I got a puzzling problem. I've reduced it to this smallest code, but I still can't find a way to solve it. (In a real world 'foo' is not i32, but a complicated structure, and 'bar' is producing a new structure).

struct Foo{
    foo: i32
}

impl Foo {
    fn bar(self) -> Self{
        self
    }
}

fn main() {
    let mut x: [Option<Foo>;2] = [Some(Foo{foo:1}), Some(Foo{foo:2})];
    x[0] = Some(x[0].unwrap().bar());
}

The compiler error is:

   |
13 |     x[0] = Some(x[0].unwrap().bar());
   |                 ^^^^
   |                 |
   |                 cannot move out of here
   |                 move occurs because `x[_]` has type `std::option::Option<Foo>`, which does not implement the `Copy` trait

Can someone, explain me, how to do it, please? I understand I can't 'move' Option out of array, but how can I replace it?

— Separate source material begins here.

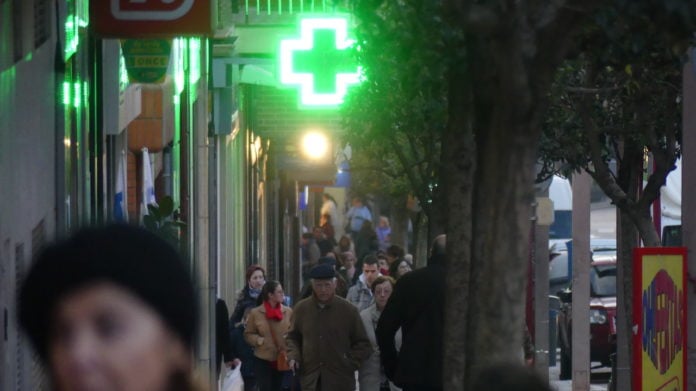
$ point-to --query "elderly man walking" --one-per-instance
(327, 341)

Assuming your use case is an array of Options as presented, you could do

which is an inlined version of

// replace x[0] with None and zeroth_element becomes the old x[0]
let zeroth_element = x[0].take();
// replace x[0] with the results of bar()
x[0] = zeroth_element.unwrap().bar();

(take documentation)

There may be other approaches if making bar() take by reference makes since, if Foo has a cheap Default, etc.

2 Likes

You can always use mem::replace: something like mem::replace(&mut arr[i], other).

You can always use mem::replace : something like mem::replace(&mut arr[i], other) .

Unless the construction of other requires consuming arr[i] by value.

In that case, you can mem::swap in a placeholder to get the original out to deconstruct, and then mem::replace to put the final built value in.